Equilibrium Paths of a Hyperelastic Body Under Progressive Damage

This paper deals with equilibrium problems in nonlinear dissipative inelasticity, where inelastic effects are produced by the damage of the material. The inelastic constitutive law is obtained by modifying the classical constitutive law for a hyperelastic isotropic material through a damage function. To define this damage function, which allows to measure the effective stress and the dissipated energy, it is first used the Clausius-Duhem inequality, to have the (rate-independent) flow law of the damaged state and then it has been imposed a damage criterion based on an energy approach. After making the constitutive modeling, the boundary-value problem of the Rivlin's cube, now composed of damaged material, is formulated. The purpose is to analyze a three-dimensional body that, during the deformation process, experiences a progressively increasing damage. Equilibrium branches of symmetric and asymmetric solutions, together to bifurcation points, are computed.

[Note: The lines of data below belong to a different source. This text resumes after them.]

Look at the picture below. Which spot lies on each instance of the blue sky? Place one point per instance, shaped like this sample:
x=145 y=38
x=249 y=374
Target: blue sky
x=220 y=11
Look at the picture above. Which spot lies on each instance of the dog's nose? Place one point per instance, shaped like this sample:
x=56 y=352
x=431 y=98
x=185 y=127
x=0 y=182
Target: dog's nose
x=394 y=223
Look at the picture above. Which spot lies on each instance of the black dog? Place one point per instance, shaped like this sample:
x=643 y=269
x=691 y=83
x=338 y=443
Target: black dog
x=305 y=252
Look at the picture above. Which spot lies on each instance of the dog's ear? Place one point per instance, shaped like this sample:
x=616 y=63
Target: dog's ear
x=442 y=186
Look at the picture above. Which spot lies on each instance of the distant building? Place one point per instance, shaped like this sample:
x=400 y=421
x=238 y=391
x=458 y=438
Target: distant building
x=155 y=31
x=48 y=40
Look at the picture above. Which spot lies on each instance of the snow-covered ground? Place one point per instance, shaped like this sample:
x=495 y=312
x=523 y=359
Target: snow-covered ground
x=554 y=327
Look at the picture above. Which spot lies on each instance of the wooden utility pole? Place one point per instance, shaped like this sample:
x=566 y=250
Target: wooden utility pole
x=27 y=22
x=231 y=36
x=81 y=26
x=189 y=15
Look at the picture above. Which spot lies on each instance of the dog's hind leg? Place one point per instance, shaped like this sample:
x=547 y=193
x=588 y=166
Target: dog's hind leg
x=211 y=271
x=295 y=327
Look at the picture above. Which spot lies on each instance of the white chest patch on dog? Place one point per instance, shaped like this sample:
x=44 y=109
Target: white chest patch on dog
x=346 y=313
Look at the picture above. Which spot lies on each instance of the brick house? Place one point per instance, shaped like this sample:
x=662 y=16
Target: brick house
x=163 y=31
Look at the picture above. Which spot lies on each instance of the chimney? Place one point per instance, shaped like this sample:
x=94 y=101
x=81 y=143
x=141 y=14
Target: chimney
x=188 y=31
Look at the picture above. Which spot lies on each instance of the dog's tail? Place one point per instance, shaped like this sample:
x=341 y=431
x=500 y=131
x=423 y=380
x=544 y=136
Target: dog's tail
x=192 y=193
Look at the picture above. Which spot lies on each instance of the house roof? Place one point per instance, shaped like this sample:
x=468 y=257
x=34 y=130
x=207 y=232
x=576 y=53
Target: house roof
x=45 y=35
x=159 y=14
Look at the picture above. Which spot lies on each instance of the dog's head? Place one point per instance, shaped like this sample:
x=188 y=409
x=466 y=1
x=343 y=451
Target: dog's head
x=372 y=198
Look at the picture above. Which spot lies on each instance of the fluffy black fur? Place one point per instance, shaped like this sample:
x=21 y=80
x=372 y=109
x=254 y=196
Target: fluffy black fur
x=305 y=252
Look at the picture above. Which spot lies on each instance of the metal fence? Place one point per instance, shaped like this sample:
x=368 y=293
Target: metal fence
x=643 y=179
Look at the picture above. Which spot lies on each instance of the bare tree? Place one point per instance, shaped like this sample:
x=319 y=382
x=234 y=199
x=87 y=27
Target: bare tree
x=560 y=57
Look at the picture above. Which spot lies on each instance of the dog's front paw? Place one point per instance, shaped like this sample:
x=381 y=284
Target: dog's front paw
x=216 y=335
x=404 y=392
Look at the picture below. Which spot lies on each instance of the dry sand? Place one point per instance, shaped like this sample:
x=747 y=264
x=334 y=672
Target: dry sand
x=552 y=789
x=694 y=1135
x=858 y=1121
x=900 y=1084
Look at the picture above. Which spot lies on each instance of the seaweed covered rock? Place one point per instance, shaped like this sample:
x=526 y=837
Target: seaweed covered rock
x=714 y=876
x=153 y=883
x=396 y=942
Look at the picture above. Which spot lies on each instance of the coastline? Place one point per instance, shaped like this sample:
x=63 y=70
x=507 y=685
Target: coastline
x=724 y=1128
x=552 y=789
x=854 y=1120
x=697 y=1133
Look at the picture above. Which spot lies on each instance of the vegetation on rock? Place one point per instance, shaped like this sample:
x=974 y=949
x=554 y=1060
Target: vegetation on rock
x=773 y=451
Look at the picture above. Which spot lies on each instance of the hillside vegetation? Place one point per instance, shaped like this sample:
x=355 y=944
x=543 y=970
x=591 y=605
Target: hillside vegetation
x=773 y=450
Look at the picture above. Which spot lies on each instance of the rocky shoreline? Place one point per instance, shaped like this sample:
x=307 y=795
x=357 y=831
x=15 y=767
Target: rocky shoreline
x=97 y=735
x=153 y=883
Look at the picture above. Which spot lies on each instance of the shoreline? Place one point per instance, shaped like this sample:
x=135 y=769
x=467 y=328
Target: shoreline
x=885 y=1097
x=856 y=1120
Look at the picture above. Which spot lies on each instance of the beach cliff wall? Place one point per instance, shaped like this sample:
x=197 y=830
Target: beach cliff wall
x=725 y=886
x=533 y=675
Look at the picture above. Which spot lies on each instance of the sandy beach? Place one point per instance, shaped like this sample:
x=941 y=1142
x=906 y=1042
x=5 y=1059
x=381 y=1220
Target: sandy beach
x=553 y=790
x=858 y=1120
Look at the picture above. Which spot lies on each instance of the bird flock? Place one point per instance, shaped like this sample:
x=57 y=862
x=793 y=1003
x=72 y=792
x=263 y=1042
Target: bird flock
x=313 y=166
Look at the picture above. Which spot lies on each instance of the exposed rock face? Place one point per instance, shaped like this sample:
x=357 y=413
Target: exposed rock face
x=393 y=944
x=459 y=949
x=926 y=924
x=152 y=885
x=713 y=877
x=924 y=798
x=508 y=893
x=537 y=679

Emphasis is placed in investigating how the damage can alter these equilibrium paths with respect to the virgin undamaged case. In particular, the stress reductions caused by damage can give rise to transitions from hardening type to the softening one of the constitutive behavior. These changes can affect the quality of the equilibrium solutions. Accordingly, the analysis is completed by assessing the stability of the solutions. For this aim, the energetic method is extended to damaged materials.